GitHub

Swarm Worker Autoscale Validation

This runbook validates the end-to-end auto-scale lifecycle for our Docker Swarm worker fleet: GCP MIG autoscaler trigger → MIG provisions worker → swarm join → swarmctl auto-rebalance → load redistribution → scale-down → swarmctl drain.

Run this when:

  • A new swarmctl phase is rolled out (e.g. Phase 1 → 2 → 3 transitions)
  • The worker MIG’s autoscaler config changes (threshold, cooldown, target utilization)
  • Quarterly, as a regression check, before peak-traffic seasons
  • After a major Swarm or Docker version upgrade
  • After a worker boot-image change that could affect provisioning time

The procedure exercises both the GCP MIG autoscaler (provisioning side) and the swarmctl controller (rebalance + drain). See swarmctl service docs for the controller architecture.

Background

Two systems work together to keep the cluster sized correctly:

  1. GCP MIG autoscaler — scales the worker MIG up at 70% memory utilization (currently). Adds/removes VM instances; does not know about Swarm tasks.
  2. swarmctl — the manager-side controller. On worker join, it triggers a rebalance to redistribute existing tasks onto the new worker (Swarm itself only schedules new tasks, never moves existing ones). On worker shutdown, the worker hooks POST /drain so swarmctl migrates tasks before the VM goes away.

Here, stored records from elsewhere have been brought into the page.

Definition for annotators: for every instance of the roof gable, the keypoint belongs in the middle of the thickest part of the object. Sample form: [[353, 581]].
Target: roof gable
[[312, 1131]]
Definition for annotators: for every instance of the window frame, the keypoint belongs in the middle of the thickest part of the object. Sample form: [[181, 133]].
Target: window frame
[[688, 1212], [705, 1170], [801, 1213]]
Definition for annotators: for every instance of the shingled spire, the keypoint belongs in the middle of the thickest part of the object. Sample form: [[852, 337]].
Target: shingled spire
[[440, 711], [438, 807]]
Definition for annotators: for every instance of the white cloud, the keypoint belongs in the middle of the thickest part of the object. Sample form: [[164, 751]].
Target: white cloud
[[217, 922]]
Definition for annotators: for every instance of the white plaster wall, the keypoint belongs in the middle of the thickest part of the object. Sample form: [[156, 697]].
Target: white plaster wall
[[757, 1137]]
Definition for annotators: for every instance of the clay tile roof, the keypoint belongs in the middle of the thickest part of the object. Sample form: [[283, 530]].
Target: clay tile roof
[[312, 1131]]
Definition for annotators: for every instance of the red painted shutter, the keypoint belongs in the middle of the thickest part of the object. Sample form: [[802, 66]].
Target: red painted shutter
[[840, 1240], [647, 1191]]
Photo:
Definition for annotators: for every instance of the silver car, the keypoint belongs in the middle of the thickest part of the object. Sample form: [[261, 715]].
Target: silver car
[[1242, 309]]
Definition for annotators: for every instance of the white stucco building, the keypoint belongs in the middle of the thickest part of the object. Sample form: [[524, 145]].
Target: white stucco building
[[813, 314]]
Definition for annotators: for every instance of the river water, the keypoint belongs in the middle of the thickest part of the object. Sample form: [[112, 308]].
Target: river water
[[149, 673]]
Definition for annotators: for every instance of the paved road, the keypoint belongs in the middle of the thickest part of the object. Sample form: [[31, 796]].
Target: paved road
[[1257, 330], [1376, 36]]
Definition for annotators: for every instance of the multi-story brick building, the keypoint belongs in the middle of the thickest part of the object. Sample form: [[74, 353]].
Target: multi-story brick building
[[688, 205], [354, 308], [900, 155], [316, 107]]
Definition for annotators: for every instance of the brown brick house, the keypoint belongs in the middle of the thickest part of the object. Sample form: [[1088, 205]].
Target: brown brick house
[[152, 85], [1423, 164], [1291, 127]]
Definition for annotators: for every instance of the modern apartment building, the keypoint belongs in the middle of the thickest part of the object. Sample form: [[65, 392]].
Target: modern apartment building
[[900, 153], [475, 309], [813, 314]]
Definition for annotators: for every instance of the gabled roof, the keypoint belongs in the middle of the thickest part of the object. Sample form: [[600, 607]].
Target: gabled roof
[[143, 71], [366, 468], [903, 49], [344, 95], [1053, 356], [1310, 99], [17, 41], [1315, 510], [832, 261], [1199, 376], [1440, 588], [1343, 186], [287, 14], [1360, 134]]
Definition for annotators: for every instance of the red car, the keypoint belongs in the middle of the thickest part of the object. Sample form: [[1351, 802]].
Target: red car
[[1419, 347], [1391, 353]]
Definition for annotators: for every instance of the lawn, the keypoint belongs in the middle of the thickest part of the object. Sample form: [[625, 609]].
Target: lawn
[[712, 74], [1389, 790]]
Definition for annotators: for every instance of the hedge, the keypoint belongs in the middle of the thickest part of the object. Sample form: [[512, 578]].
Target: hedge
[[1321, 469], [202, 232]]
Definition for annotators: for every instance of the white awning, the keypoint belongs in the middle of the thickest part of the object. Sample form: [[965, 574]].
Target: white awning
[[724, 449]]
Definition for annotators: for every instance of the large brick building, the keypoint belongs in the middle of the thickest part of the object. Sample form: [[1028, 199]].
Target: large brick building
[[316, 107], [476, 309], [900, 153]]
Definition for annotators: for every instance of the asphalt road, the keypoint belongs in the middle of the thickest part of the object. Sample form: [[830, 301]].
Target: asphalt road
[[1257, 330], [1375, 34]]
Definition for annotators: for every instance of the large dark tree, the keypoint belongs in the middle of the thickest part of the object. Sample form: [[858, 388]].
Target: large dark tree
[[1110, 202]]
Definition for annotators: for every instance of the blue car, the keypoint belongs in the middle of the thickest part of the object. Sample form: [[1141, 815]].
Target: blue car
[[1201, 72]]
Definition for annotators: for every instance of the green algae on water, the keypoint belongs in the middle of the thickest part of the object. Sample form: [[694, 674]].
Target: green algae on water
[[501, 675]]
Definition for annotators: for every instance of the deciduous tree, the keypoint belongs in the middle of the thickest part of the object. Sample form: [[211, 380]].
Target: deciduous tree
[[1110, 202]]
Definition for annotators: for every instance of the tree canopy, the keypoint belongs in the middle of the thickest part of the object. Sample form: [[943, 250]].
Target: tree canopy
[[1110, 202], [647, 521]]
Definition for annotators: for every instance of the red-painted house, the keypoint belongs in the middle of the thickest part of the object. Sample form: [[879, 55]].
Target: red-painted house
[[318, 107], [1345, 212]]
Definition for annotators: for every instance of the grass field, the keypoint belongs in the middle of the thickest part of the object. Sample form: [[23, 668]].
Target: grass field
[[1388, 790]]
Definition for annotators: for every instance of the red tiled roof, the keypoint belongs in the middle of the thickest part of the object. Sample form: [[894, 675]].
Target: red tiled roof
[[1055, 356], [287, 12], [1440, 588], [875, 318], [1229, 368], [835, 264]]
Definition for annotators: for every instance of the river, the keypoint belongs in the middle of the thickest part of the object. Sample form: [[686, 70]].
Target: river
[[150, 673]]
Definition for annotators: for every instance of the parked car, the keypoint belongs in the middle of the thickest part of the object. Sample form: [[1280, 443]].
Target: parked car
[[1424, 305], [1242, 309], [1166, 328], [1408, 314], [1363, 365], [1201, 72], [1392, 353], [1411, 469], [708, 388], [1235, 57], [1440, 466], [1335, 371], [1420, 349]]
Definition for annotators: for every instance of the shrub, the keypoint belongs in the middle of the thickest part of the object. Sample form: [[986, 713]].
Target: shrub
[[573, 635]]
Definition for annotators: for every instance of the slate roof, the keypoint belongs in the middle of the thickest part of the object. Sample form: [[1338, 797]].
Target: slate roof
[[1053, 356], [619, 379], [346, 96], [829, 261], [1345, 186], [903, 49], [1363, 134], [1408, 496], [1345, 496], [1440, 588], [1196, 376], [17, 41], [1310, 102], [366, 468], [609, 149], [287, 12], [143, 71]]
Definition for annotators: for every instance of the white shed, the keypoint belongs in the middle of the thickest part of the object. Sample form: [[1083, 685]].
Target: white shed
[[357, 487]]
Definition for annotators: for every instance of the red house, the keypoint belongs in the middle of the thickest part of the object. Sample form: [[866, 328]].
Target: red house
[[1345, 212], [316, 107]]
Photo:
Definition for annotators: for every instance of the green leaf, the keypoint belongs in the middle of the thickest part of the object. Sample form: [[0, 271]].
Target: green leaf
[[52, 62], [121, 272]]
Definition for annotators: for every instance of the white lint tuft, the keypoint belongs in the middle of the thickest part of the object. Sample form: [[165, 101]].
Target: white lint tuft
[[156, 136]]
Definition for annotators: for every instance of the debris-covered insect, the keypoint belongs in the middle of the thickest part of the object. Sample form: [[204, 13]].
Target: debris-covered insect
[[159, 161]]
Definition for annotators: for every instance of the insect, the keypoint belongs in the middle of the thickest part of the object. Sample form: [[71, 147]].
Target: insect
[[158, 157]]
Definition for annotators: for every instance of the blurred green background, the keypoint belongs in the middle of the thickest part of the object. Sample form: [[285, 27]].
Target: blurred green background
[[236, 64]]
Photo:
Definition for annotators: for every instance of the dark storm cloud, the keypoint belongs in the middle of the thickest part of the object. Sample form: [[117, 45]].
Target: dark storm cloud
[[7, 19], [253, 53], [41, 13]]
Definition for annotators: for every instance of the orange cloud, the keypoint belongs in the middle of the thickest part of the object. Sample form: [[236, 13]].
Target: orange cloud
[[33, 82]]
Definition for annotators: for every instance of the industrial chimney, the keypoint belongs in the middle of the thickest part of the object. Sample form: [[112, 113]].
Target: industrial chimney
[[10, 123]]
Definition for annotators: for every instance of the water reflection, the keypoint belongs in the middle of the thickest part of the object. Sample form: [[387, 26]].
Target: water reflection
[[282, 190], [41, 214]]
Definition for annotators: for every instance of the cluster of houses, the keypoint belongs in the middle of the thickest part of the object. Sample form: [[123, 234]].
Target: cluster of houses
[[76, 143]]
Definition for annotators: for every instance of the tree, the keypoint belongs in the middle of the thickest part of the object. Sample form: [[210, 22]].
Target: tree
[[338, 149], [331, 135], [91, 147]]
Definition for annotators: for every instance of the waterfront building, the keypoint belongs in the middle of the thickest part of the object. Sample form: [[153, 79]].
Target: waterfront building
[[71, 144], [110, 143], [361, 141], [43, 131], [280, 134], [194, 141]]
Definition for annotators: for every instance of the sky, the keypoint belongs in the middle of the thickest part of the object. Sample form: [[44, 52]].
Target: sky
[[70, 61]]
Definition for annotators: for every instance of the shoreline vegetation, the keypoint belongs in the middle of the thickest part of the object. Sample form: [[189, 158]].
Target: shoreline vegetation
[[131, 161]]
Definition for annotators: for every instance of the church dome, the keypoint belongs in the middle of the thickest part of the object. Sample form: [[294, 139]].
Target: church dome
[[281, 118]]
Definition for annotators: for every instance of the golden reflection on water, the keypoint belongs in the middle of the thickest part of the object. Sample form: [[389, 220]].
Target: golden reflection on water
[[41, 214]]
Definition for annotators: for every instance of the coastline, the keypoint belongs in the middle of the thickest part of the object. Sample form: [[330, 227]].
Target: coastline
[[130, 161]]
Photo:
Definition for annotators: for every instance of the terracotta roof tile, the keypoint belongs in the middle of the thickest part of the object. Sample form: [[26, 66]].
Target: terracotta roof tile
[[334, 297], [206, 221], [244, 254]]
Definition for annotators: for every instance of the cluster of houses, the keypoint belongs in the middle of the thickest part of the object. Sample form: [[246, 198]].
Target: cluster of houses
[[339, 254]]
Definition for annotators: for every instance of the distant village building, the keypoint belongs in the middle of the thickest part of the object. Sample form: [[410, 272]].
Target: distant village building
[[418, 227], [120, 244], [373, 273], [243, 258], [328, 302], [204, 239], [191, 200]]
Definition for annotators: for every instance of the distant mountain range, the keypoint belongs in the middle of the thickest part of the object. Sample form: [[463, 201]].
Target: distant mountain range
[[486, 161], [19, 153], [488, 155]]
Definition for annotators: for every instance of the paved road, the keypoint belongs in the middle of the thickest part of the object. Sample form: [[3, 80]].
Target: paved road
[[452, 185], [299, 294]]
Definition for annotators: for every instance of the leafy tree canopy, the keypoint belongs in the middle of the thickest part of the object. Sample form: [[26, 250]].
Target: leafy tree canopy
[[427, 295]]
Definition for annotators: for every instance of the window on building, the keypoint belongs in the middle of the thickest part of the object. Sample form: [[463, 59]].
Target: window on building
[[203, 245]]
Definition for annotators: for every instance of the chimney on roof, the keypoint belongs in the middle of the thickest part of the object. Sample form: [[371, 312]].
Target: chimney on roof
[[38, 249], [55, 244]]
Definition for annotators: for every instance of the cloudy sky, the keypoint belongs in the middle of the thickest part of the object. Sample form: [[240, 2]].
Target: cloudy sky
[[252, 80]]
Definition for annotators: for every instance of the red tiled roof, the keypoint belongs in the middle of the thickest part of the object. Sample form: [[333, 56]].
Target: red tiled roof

Historically (pre-swarmctl) operators had to manually docker service update --force after each scale-up to spread load. swarmctl automated that. This runbook validates both halves still work together.

Replica convention. Three tiers, distinguished by how they scale — the key axis for the drain test below is whether a service has max_replicas_per_node, not “web vs non-web”:

  • 2 replicas, spread across nodes${SERVICE_REPLICAS:-1} template plus max_replicas_per_node: ${MAX_REPLICAS_PER_NODE:-0} (the deploy script sets SERVICE_REPLICAS=2 and MAX_REPLICAS_PER_NODE=1). Covers the web-server services (Django/Flask apps, the Vite/Next/Angular UIs, ASP.NET web_api), Caddy, and Cloudflare Tunnel. These run 2 replicas guaranteed on 2 distinct nodes — this is the HA invariant Test 5 leans on.
  • 2 replicas, NOT spread${SERVICE_REPLICAS:-1} only, no max_replicas_per_node. This is just the Cloud SQL Proxy sidecar, bumped 1 → 2 (the cloudsql-proxy-2-replicas change) so a single node loss can’t sever the DB path. Because it has no anti-affinity constraint, swarm may place both replicas on the same worker — so cloudsql-proxy is exempt from Test 5’s “never drops to 0/2” criterion (it can legitimately co-locate). It usually spreads on its own, but that’s best-effort, not guaranteed.
  • 1 replica — untemplated. Redis, Celery workers/beat, bucket workers, and a few web-tier services that are single-replica by design: Keycloak (KC_CACHE: local, per-replica cache state) and hbcrm’s ws_admin_django (in-memory WebSocket state). These behave like any 1-replica service on drain — they blip to 0/1 and get rescheduled, which is expected, not a failure. Do not pick one as the Test 5 victim.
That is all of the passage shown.